Eu não queria desistir de nós, mas...

Deveria ter encarado a vontade de te ter, deixado a minha saudade acolher-te para mais perto. Eu deveria ter-me levantado do sofá, deveria ter passado no supermercado para comprar um vinho, bater à tua porta mesmo sendo tão tarde e fazer-te aturares-me mais uma noite. Eu deveria ter esquecido de terminar aquele livro, ter percebido as horas que perdi sem te ver e, finalmente, chamar-te para ir ao cinema mesmo que nós mudássemos de ideias no caminho. Eu deveria ter-te envolvido nos meus braços mesmo quando tu me pediste para te largar, deveria ter-te ouvido mesmo quando o assunto fosse o mesmo da semana passada. E sorrir das tuas birras, e mesmo que tu me chamasses de tolo ao me veres a sorrir para ti enquanto tu tentavas arranjar motivos para discutir, eu deveria ter-te beijado, beijado muito, beijado bastante para tu deixares de ser tão orgulhosa e entenderes, de uma vez por todas, que eu queria fazer-te feliz, era só tu deixares.
Deveria esquecer aquela discussão, porque ouvir-te a cantar no banho em tom de ironia enquanto – na sala – eu te respondia com outra música, era amor. Porque arriscar-me na cozinha por ti, esquecer o sal e mesmo assim ver-te a comer o que fiz, era amor. Eu deveria mesmo ter desligado o telemóvel e corrido para os teus braços quando tu me propuseste que eu saísse da tua vida e eu, feito burro, concordei em sair. Eu deveria ter assinado um tal contrato para a gente não se desfazer, para que quando a gente não mais se entendesse encontrasse um jeito para se entender. Eu deveria ter-me calado em vez de te chamar de insuportável. Deveria ter-te convidado para voltares para o meu peito – que sempre foi o teu lugar – quando tu disseste que estavas a desistir de nós em vez de te aconselhar a desistir e esquecer de mim.
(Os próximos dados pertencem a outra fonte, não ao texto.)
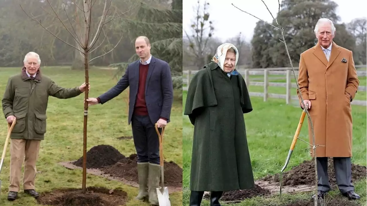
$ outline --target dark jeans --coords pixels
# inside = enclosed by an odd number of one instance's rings
[[[154,124],[148,116],[134,115],[131,121],[132,136],[138,162],[159,165],[159,139]],[[161,128],[158,128],[160,133]]]

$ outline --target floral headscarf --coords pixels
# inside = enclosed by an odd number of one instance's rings
[[[219,65],[221,69],[224,71],[224,60],[226,58],[226,55],[227,55],[227,51],[231,48],[235,49],[235,51],[236,51],[236,62],[235,63],[233,70],[228,74],[228,76],[231,75],[237,75],[238,74],[238,73],[237,71],[234,70],[236,69],[236,66],[237,65],[237,62],[238,62],[239,57],[238,50],[234,45],[230,43],[225,43],[221,44],[217,49],[215,55],[213,57],[213,59],[211,60],[217,63]]]

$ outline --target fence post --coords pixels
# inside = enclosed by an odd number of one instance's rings
[[[250,90],[250,72],[248,69],[246,69],[245,70],[245,82],[246,82],[246,85],[247,87],[247,90]]]
[[[287,104],[290,104],[291,100],[291,91],[292,89],[292,81],[291,80],[291,70],[287,70],[287,83],[286,85],[286,89],[287,89],[286,96],[286,103]]]
[[[190,76],[191,76],[191,70],[187,70],[187,87],[188,88],[189,88],[189,85],[190,85],[190,82],[191,81],[191,78]]]
[[[268,87],[269,86],[268,74],[269,71],[266,69],[264,70],[264,102],[268,100]]]

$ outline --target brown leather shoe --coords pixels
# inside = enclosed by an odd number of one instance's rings
[[[38,193],[34,190],[25,190],[24,193],[29,195],[34,198],[37,198],[40,196]]]
[[[326,192],[324,192],[321,190],[317,190],[317,199],[324,199],[325,197],[325,194],[326,194]],[[315,195],[312,195],[312,199],[315,199]]]
[[[345,197],[348,198],[349,200],[352,199],[359,199],[361,197],[357,194],[354,192],[354,191],[351,190],[346,192],[342,194]]]

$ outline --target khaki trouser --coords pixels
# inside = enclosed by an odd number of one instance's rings
[[[9,191],[19,191],[22,166],[24,162],[23,189],[34,189],[40,140],[11,139],[10,143],[10,179]]]

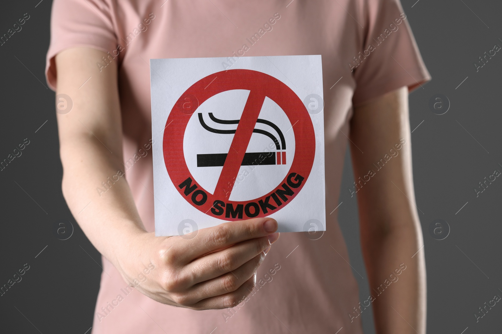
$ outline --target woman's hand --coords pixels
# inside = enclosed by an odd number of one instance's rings
[[[150,265],[137,288],[160,302],[196,310],[231,307],[255,287],[256,270],[279,238],[277,229],[274,219],[254,218],[199,230],[190,239],[144,232],[115,252],[114,264],[129,282]]]

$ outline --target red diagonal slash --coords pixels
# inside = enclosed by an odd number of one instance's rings
[[[228,198],[230,197],[233,183],[240,168],[244,154],[247,149],[265,100],[265,92],[256,90],[249,92],[240,121],[237,126],[235,134],[233,135],[230,150],[214,189],[214,195],[217,198]]]

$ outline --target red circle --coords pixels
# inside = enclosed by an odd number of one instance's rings
[[[241,89],[258,91],[274,101],[284,111],[292,125],[295,135],[295,156],[287,176],[269,193],[248,201],[230,201],[225,198],[216,198],[213,194],[205,190],[197,183],[191,174],[183,151],[183,139],[185,131],[189,120],[198,106],[202,105],[206,100],[217,94],[226,91]],[[187,114],[183,109],[183,103],[187,96],[195,97],[198,103],[191,113]],[[169,128],[167,128],[169,125]],[[223,201],[230,203],[234,207],[238,204],[245,206],[254,202],[258,203],[260,200],[265,200],[278,189],[283,189],[282,184],[287,184],[288,176],[292,173],[296,173],[304,178],[299,187],[294,190],[294,193],[288,198],[286,203],[278,206],[277,209],[269,210],[267,213],[260,210],[257,217],[265,217],[279,211],[286,206],[300,192],[306,182],[314,163],[315,155],[315,136],[314,126],[310,115],[307,111],[303,103],[291,89],[278,79],[262,72],[251,70],[228,70],[213,73],[203,78],[192,85],[176,101],[166,122],[164,133],[163,153],[164,162],[168,174],[171,178],[175,187],[180,194],[194,207],[211,217],[225,220],[238,220],[239,218],[225,217],[225,215],[214,214],[210,210],[215,200]],[[192,185],[197,185],[197,190],[201,190],[207,195],[207,199],[201,205],[194,204],[191,199],[193,191],[185,195],[184,189],[180,188],[179,185],[184,182],[187,178],[192,180]],[[216,192],[216,191],[215,191]],[[271,203],[274,203],[273,202]],[[275,204],[275,203],[274,203]],[[246,218],[245,216],[243,218]]]

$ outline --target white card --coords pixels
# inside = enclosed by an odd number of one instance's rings
[[[321,56],[150,64],[156,235],[266,216],[325,230]]]

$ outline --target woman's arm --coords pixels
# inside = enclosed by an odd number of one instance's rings
[[[256,270],[279,238],[273,233],[277,222],[225,223],[201,229],[190,240],[155,237],[145,231],[124,177],[100,197],[96,187],[122,171],[117,68],[112,63],[100,72],[96,63],[103,56],[75,48],[56,57],[57,94],[68,95],[73,103],[69,113],[57,115],[68,207],[125,280],[152,269],[137,287],[145,295],[193,309],[234,306],[254,287]]]
[[[426,329],[425,263],[423,249],[417,252],[423,240],[413,189],[408,94],[402,87],[355,108],[350,123],[361,243],[381,334]]]

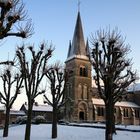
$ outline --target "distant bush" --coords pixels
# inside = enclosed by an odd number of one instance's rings
[[[16,124],[26,124],[27,122],[27,116],[19,116],[16,119]]]
[[[45,117],[40,115],[36,116],[33,120],[34,124],[46,123]]]

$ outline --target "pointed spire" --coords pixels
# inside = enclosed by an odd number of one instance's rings
[[[71,40],[69,41],[69,50],[68,50],[67,58],[70,57],[70,53],[71,53]]]
[[[72,41],[71,48],[69,48],[68,54],[69,54],[68,57],[72,57],[76,55],[81,55],[81,56],[87,55],[80,12],[78,12],[78,15],[77,15],[73,41]]]
[[[86,55],[87,55],[88,57],[90,56],[88,38],[87,38],[87,42],[86,42]]]

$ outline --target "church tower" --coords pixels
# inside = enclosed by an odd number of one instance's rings
[[[66,119],[69,121],[90,121],[92,118],[91,64],[88,41],[85,45],[80,12],[77,15],[72,43],[69,43],[66,70],[68,82],[66,96]]]

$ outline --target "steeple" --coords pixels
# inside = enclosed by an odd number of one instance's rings
[[[77,15],[76,26],[74,30],[72,44],[69,45],[67,60],[73,57],[87,59],[87,49],[84,41],[84,34],[81,22],[80,12]]]

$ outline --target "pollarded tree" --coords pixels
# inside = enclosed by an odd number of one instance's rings
[[[23,78],[21,74],[13,74],[12,68],[8,67],[0,76],[3,83],[3,91],[0,92],[0,103],[5,106],[5,124],[3,137],[8,136],[10,109],[22,88]]]
[[[25,53],[25,46],[23,45],[16,51],[28,101],[25,140],[30,140],[33,103],[38,95],[45,92],[45,90],[40,89],[39,86],[45,74],[44,71],[47,61],[51,57],[53,51],[51,45],[46,49],[45,43],[40,45],[39,51],[37,52],[34,50],[33,46],[29,46],[28,50],[30,53]]]
[[[59,63],[56,63],[45,70],[45,75],[49,81],[52,101],[49,96],[44,95],[44,102],[53,107],[52,138],[57,138],[58,113],[60,107],[62,107],[67,101],[64,95],[67,74],[64,72],[62,66]]]
[[[26,12],[21,0],[0,0],[0,39],[30,36],[33,33],[31,22],[25,18]],[[25,27],[20,24],[22,21],[27,21]]]
[[[129,45],[124,43],[117,30],[99,30],[91,43],[94,79],[106,109],[106,140],[112,140],[115,128],[114,105],[136,80],[136,72],[132,71],[131,59],[127,58]]]

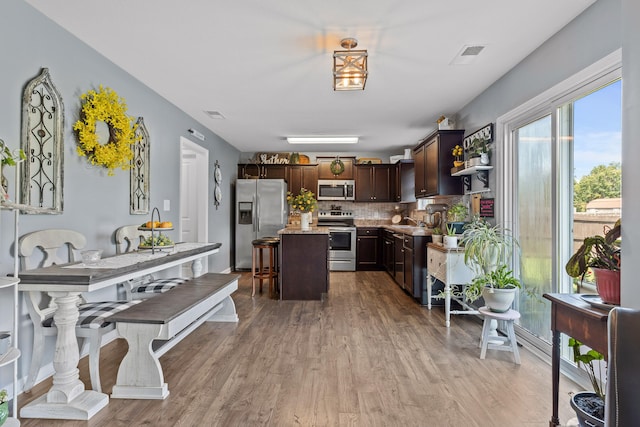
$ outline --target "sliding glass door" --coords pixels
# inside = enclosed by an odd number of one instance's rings
[[[621,82],[619,72],[595,79],[522,114],[507,126],[512,161],[513,231],[520,242],[514,268],[528,292],[517,309],[520,333],[551,342],[548,292],[593,293],[564,271],[576,244],[620,217]],[[509,181],[509,177],[506,177]]]

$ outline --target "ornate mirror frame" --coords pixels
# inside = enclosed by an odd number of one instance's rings
[[[138,117],[136,125],[136,143],[133,146],[133,159],[129,170],[129,213],[146,215],[149,213],[149,181],[151,179],[149,175],[149,149],[151,141],[142,117]]]
[[[22,162],[20,203],[36,212],[60,214],[63,208],[64,104],[49,69],[27,83],[22,96]]]

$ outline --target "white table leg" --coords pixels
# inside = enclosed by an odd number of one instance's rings
[[[202,275],[202,258],[194,259],[191,263],[191,272],[193,277],[200,277]]]
[[[451,285],[444,284],[444,325],[448,328],[451,325]]]
[[[117,399],[165,399],[169,388],[151,343],[160,337],[164,325],[118,322],[118,333],[127,340],[129,351],[120,362],[111,397]]]
[[[80,292],[49,292],[49,295],[58,307],[53,316],[58,328],[53,358],[53,386],[46,395],[24,406],[20,416],[88,420],[109,403],[109,397],[104,393],[85,390],[80,381],[80,355],[76,337]]]

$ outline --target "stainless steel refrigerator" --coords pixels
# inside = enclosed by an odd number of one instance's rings
[[[283,179],[236,181],[236,270],[251,269],[251,242],[276,237],[287,223],[287,210]]]

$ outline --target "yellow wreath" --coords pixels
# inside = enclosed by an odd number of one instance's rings
[[[115,168],[129,169],[137,125],[135,119],[127,115],[124,98],[100,85],[97,92],[90,90],[80,99],[84,101],[81,118],[73,125],[73,130],[78,132],[78,155],[86,156],[92,165],[107,168],[110,176]],[[100,144],[96,134],[97,121],[103,121],[109,127],[109,141],[105,144]]]

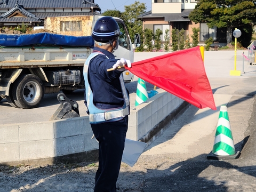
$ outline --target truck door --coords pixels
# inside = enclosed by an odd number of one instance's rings
[[[128,30],[122,20],[116,18],[115,19],[118,23],[120,30],[122,33],[122,34],[119,37],[118,49],[114,52],[115,57],[116,59],[123,58],[129,59],[132,63],[134,57],[133,49]],[[129,71],[124,71],[123,75],[125,82],[130,82],[132,81],[133,74]]]

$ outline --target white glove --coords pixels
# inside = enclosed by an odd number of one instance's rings
[[[121,58],[121,59],[116,61],[116,63],[113,65],[112,68],[114,69],[116,69],[119,71],[124,71],[126,70],[124,67],[124,66],[131,68],[132,67],[131,61],[129,60],[125,60],[124,58]]]
[[[122,63],[128,67],[129,68],[132,67],[132,63],[131,63],[131,61],[128,59],[124,59],[124,58],[121,58],[120,61]]]

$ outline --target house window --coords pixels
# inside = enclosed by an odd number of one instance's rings
[[[209,28],[205,23],[200,23],[200,41],[205,41],[212,37],[213,41],[217,40],[217,27]]]
[[[164,35],[165,34],[165,30],[170,30],[170,26],[169,25],[155,25],[154,26],[154,33],[156,33],[156,29],[159,29],[162,32],[163,35],[161,36],[161,41],[164,41]],[[170,33],[170,32],[169,32]]]
[[[61,31],[82,31],[82,21],[60,21]]]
Deveria ter tentado resolver as coisas, ter tentado encontrar uma solução em vez de aceitar a nossa solidão.
Eu não queria desistir de nós, mas de repente, tu deste um passo à frente. Talvez a culpa tenha sido minha, mandei-te tanto para o lado de fora que tu não quiseste mais entrar, mandei-te tanto para o inferno que acho que lá tu encontraste um lugar. Talvez a culpa também tenha sido tua, tu expulsaste-me tantas vezes que eu preferi não voltar, tu esqueceste-me tantos dias que eu achei que fosse melhor para mim dispensar o teu lugar. Eu não queria desistir de nós, mas daí tu resolveste deixar-nos para trás. Então, perdi o chão, tive mais medo de que tu saísses de mim, mas preferi não arriscar a coragem para te procurar de novo. O meu estômago embrulhou, suei, tentei acertar-me, mas falhei. Resolvi deixar o orgulho de lado, procurei-te. Tu não parecias mais a mesma, culpei-me pelo que fiz e pelo que não fiz. E então esforcei-me para te ter de volta, tu estavas com medo de me aceitar outra vez e eu com medo de acabar por te decepcionar de novo. Tu preferiste ficar só e só eu não me encontrava mais. O meu esforço não era o suficiente para juntar os pedaços e retomar o caminho ao teu lado. E daí, perdi o chão mais uma vez. Procurei um só motivo entre tantos que houveram para explicar tudo. Pensei muito, o tempo passou, o distanciamento aumentou entre nós. Resolvi ficar aqui no meu canto à espera que o tempo resolvesse tudo, à espera que algo mudasse, mas nada mudou. Mais um dia se foi e mais eu nos fui estranhando.
Tu mostraste que estavas bem sem mim, tentei divertir-me mais, tu tentaste sair mais, tentei rir mais. Nós tentávamos preencher o vazio que causámos um ao outro e a saudade, nem sei onde perdi. A minha barba começou a crescer, tu ficaste mais linda a cada dia. Mudei os meus hábitos. Tu distraíste-te por aí, esqueceste-me de vez. Cada um foi para o seu lado, conhecemos novas pessoas mas ninguém agradou tanto. Até que um dia, descubro que a pessoa da qual eu não queria desistir, à qual eu queria atirar os meus braços nos seus ombros, acariciar a sua orelha no escuro do quarto e acordar de manhã cedo a chamar de meu amor, encontrou o amor da vida dela.